Updated by Luke Kanies almost 3 years ago
- Target version changed from 0.24.8 to 2.6.0
Updated by Martin Englund almost 3 years ago
I’m now getting about 3 corrupted file per day!
Updated by David Escala almost 3 years ago
This node/yaml corruption has hit us too.
I don’t know why this happens, why the yaml file gets messy, but a corrupted cache should be expired and fetched from its origin again. An invalid cache entry should not stop a node from getting the catalog.
Updated by David Escala almost 3 years ago
Patch here http://github.com/descala/puppet/commit/cf6febe82221a99317a186dc34aa84996ffb381f
Updated by Luke Kanies almost 3 years ago
- Target version changed from 2.6.0 to 0.25.0
We’ll at least get the fix (or some kind of fix) into 0.25.
Updated by Martin Englund almost 3 years ago
That did wonders for me :)
With this fix in place I’m fine with closing this bug…

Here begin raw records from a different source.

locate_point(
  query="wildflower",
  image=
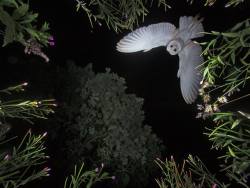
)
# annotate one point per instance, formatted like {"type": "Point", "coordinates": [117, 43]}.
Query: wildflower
{"type": "Point", "coordinates": [222, 99]}
{"type": "Point", "coordinates": [51, 41]}
{"type": "Point", "coordinates": [205, 85]}
{"type": "Point", "coordinates": [45, 134]}
{"type": "Point", "coordinates": [201, 91]}
{"type": "Point", "coordinates": [199, 115]}
{"type": "Point", "coordinates": [214, 185]}
{"type": "Point", "coordinates": [47, 169]}
{"type": "Point", "coordinates": [7, 157]}
{"type": "Point", "coordinates": [200, 107]}
{"type": "Point", "coordinates": [208, 108]}
{"type": "Point", "coordinates": [206, 98]}
{"type": "Point", "coordinates": [216, 108]}
{"type": "Point", "coordinates": [25, 84]}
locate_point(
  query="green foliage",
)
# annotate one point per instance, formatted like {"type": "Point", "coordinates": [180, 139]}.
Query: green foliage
{"type": "Point", "coordinates": [176, 176]}
{"type": "Point", "coordinates": [227, 72]}
{"type": "Point", "coordinates": [21, 109]}
{"type": "Point", "coordinates": [117, 14]}
{"type": "Point", "coordinates": [86, 178]}
{"type": "Point", "coordinates": [20, 23]}
{"type": "Point", "coordinates": [20, 165]}
{"type": "Point", "coordinates": [105, 125]}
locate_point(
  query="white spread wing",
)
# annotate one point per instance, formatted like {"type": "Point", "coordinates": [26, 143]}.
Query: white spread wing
{"type": "Point", "coordinates": [189, 72]}
{"type": "Point", "coordinates": [146, 38]}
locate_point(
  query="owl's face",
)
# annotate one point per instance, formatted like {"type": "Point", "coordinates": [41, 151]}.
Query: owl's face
{"type": "Point", "coordinates": [175, 46]}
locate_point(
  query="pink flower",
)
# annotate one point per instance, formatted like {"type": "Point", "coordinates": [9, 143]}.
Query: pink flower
{"type": "Point", "coordinates": [7, 157]}
{"type": "Point", "coordinates": [51, 41]}
{"type": "Point", "coordinates": [214, 185]}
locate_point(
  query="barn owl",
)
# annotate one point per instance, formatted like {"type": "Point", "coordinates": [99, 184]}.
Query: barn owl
{"type": "Point", "coordinates": [177, 41]}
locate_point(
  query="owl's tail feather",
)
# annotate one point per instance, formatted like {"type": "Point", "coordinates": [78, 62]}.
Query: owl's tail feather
{"type": "Point", "coordinates": [192, 25]}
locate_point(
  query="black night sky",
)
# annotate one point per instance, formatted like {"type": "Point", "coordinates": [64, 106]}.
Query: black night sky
{"type": "Point", "coordinates": [151, 75]}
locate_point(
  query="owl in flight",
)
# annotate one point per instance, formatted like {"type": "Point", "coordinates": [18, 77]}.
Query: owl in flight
{"type": "Point", "coordinates": [177, 41]}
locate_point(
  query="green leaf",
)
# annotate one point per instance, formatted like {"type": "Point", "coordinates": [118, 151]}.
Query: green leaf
{"type": "Point", "coordinates": [6, 19]}
{"type": "Point", "coordinates": [32, 32]}
{"type": "Point", "coordinates": [20, 11]}
{"type": "Point", "coordinates": [231, 151]}
{"type": "Point", "coordinates": [235, 123]}
{"type": "Point", "coordinates": [9, 3]}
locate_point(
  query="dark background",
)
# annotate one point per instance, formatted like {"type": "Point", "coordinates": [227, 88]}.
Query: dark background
{"type": "Point", "coordinates": [151, 75]}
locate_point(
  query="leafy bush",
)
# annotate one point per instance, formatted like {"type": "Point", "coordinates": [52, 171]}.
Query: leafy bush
{"type": "Point", "coordinates": [105, 125]}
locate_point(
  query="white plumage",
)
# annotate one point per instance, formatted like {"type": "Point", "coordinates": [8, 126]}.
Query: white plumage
{"type": "Point", "coordinates": [177, 41]}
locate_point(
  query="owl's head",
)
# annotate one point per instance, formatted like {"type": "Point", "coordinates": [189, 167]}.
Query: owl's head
{"type": "Point", "coordinates": [175, 46]}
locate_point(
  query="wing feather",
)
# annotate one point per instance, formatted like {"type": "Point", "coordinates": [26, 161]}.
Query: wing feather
{"type": "Point", "coordinates": [190, 60]}
{"type": "Point", "coordinates": [146, 38]}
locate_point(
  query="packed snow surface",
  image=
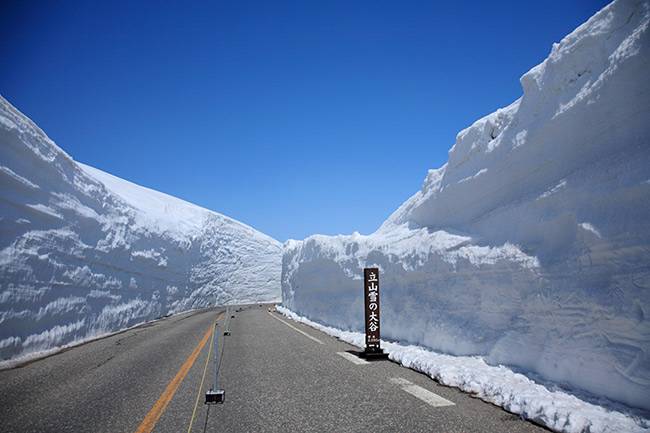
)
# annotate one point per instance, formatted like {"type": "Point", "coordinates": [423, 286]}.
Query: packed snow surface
{"type": "Point", "coordinates": [84, 253]}
{"type": "Point", "coordinates": [513, 391]}
{"type": "Point", "coordinates": [530, 247]}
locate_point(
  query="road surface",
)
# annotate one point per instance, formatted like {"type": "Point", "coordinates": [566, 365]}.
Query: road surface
{"type": "Point", "coordinates": [279, 376]}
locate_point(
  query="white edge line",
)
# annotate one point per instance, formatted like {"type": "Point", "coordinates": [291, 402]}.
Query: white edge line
{"type": "Point", "coordinates": [423, 394]}
{"type": "Point", "coordinates": [353, 359]}
{"type": "Point", "coordinates": [296, 329]}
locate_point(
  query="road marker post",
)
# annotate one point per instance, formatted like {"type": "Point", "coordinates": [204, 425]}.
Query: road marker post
{"type": "Point", "coordinates": [216, 395]}
{"type": "Point", "coordinates": [373, 349]}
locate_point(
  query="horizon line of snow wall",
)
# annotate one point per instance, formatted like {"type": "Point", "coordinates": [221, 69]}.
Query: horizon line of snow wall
{"type": "Point", "coordinates": [531, 246]}
{"type": "Point", "coordinates": [83, 253]}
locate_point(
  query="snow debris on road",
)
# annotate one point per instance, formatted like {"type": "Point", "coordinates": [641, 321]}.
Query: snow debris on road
{"type": "Point", "coordinates": [516, 393]}
{"type": "Point", "coordinates": [530, 247]}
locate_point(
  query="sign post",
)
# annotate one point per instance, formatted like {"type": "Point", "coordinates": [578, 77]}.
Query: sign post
{"type": "Point", "coordinates": [372, 316]}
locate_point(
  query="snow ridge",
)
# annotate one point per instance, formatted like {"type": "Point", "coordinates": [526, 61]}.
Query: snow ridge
{"type": "Point", "coordinates": [84, 253]}
{"type": "Point", "coordinates": [530, 247]}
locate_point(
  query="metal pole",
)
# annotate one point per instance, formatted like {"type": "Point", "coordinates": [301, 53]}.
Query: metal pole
{"type": "Point", "coordinates": [216, 361]}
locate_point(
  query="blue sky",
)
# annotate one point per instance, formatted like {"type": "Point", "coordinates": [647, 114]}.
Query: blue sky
{"type": "Point", "coordinates": [294, 117]}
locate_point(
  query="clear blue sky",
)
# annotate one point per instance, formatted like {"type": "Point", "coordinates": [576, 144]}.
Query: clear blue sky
{"type": "Point", "coordinates": [294, 117]}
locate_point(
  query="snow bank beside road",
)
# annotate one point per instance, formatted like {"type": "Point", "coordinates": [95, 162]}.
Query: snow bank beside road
{"type": "Point", "coordinates": [499, 385]}
{"type": "Point", "coordinates": [84, 253]}
{"type": "Point", "coordinates": [531, 246]}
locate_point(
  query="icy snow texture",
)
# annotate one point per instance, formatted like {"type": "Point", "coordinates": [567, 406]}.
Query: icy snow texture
{"type": "Point", "coordinates": [83, 253]}
{"type": "Point", "coordinates": [499, 385]}
{"type": "Point", "coordinates": [530, 247]}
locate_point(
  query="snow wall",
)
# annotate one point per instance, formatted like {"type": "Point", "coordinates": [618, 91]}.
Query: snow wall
{"type": "Point", "coordinates": [83, 253]}
{"type": "Point", "coordinates": [531, 246]}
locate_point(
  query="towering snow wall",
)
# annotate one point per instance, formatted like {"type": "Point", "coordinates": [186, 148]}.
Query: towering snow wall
{"type": "Point", "coordinates": [83, 253]}
{"type": "Point", "coordinates": [531, 245]}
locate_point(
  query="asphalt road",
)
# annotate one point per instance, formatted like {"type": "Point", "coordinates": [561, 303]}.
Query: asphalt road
{"type": "Point", "coordinates": [279, 376]}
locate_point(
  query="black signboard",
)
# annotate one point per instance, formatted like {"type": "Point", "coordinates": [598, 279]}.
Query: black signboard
{"type": "Point", "coordinates": [371, 300]}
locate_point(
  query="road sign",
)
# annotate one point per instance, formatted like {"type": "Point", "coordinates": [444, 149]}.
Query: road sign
{"type": "Point", "coordinates": [372, 317]}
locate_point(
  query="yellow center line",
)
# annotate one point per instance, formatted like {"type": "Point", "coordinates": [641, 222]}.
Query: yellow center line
{"type": "Point", "coordinates": [149, 421]}
{"type": "Point", "coordinates": [198, 395]}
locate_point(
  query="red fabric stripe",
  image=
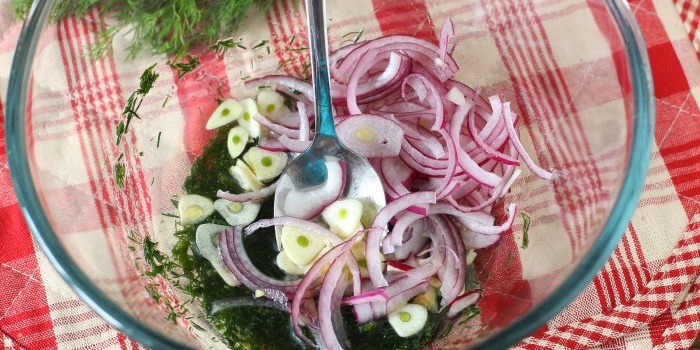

Updated by Luke Kanies almost 3 years ago
- Status changed from Needs More Information to Ready For Checkin
I applied a form of the patch in the tickets/master/2029 branch in my repo.
Note that this doesn’t fix the corruption, just the cache failure propagating.
Updated by James Turnbull almost 3 years ago
- Status changed from Ready For Checkin to Closed
Pushed in commit:7398fa171fdd6dcaeb2d8fd1c07a23bbd78891d0 in branch master.